With a party-line 27-11 vote, California legislators passed Senate Bill 54 to protect undocumented immigrants in the state. With its passage, legislators send the final version of the proposed law–the California Values Act– to Democrat Gov. Jerry Brown for his expected signature and move closer to a statewide sanctuary.
The legislation, which has been described as a measure giving California statewide sanctuary status, is a “drastically scaled back” version of the bill that was first introduced, “the result of tough negotiation between Brown and (bill sponsor California president pro Tem and Democrat from Los Angeles Kevin) De Leon in the final weeks of the legislative session,” according to The Los Angeles Times.
While the bill’s intent is to provide state protections from federal law enforcement for immigrants, amendments watering down the bill include continued approval for federal immigration officials to continue working with state corrections officials and continuing to enter county jails to question immigrants.
Police and sheriff’s deputies can also share information about convicted immigrants and transfer them to federal authorities.

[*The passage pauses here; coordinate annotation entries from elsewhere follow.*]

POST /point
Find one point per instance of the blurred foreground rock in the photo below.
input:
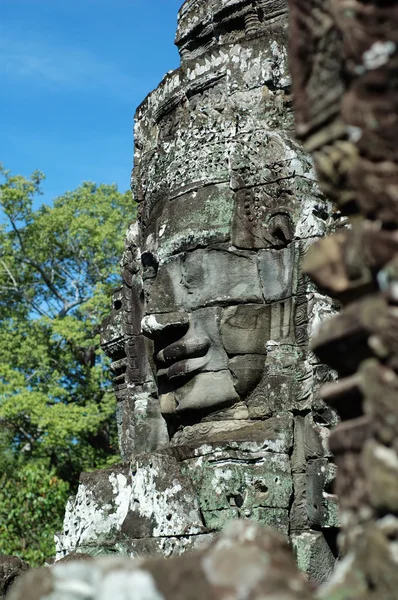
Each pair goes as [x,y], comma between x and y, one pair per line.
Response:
[11,567]
[246,562]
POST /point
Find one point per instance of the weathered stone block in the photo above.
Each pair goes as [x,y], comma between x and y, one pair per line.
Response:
[313,555]
[197,218]
[229,477]
[277,270]
[202,278]
[245,328]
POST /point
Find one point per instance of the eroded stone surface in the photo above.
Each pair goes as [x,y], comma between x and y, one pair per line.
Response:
[209,335]
[246,561]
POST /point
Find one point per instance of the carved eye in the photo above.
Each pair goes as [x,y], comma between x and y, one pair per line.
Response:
[280,228]
[150,265]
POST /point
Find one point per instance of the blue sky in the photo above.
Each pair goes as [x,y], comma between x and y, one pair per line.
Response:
[72,73]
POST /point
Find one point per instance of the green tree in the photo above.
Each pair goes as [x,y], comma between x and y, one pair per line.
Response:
[58,266]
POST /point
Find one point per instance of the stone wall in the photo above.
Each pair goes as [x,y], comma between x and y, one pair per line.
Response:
[218,408]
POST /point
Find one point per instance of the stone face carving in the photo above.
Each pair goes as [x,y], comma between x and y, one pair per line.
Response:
[209,335]
[227,206]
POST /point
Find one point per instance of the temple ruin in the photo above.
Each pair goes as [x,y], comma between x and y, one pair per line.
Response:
[219,414]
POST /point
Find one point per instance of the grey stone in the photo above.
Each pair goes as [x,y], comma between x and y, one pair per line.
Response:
[246,371]
[245,561]
[277,270]
[11,567]
[313,555]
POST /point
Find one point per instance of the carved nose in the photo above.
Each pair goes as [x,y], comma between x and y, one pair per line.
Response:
[156,325]
[281,229]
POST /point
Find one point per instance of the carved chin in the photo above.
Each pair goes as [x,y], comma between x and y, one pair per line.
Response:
[203,392]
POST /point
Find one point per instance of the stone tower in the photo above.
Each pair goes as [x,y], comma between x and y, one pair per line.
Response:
[218,411]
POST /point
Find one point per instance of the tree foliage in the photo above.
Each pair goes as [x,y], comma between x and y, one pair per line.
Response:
[58,266]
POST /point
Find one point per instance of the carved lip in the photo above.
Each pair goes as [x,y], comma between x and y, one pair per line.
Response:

This aspect applies to those immigrants who’ve been convicted of one or more crimes listed in the California Trust Act, which includes a list of 800 offenses.
While immigrant advocacy groups maintain their support of the bill’s passage, the groups “previously disappointed with the list of offenses under the Trust Act, were dismayed to see the same exceptions applied in the so-called sanctuary state bill.” A primary issue includes “wobbler” offenses, which can carry either a misdemeanor or a felony charge, which has the “potential to ensnare people who do not pose a danger to the public.”
Among those concessions won by immigrant advocacy groups is the requirement that the California Department of Corrections and Rehabilitation develop new protection standards for those people held on immigration violations. Immigrant inmates are to also receive served-sentence credit with rehabilitation and education programs undertaken while incarcerated.
Among those who opposed SB 54 is Assemblyman Steven Choi. Choi, a Republican representing constituents in Irvine, is a first-generation South Korean immigrant. He argued the bill creates “chaos” and runs contrary to the nation’s law-and-order foundation.
Earlier this year, former U.S. Attorney General Eric Holder reviewed the bill, which he assessed as passing Constitutional muster. States, he said, have the “power over the health and safety of their residents and allocation of state resources.”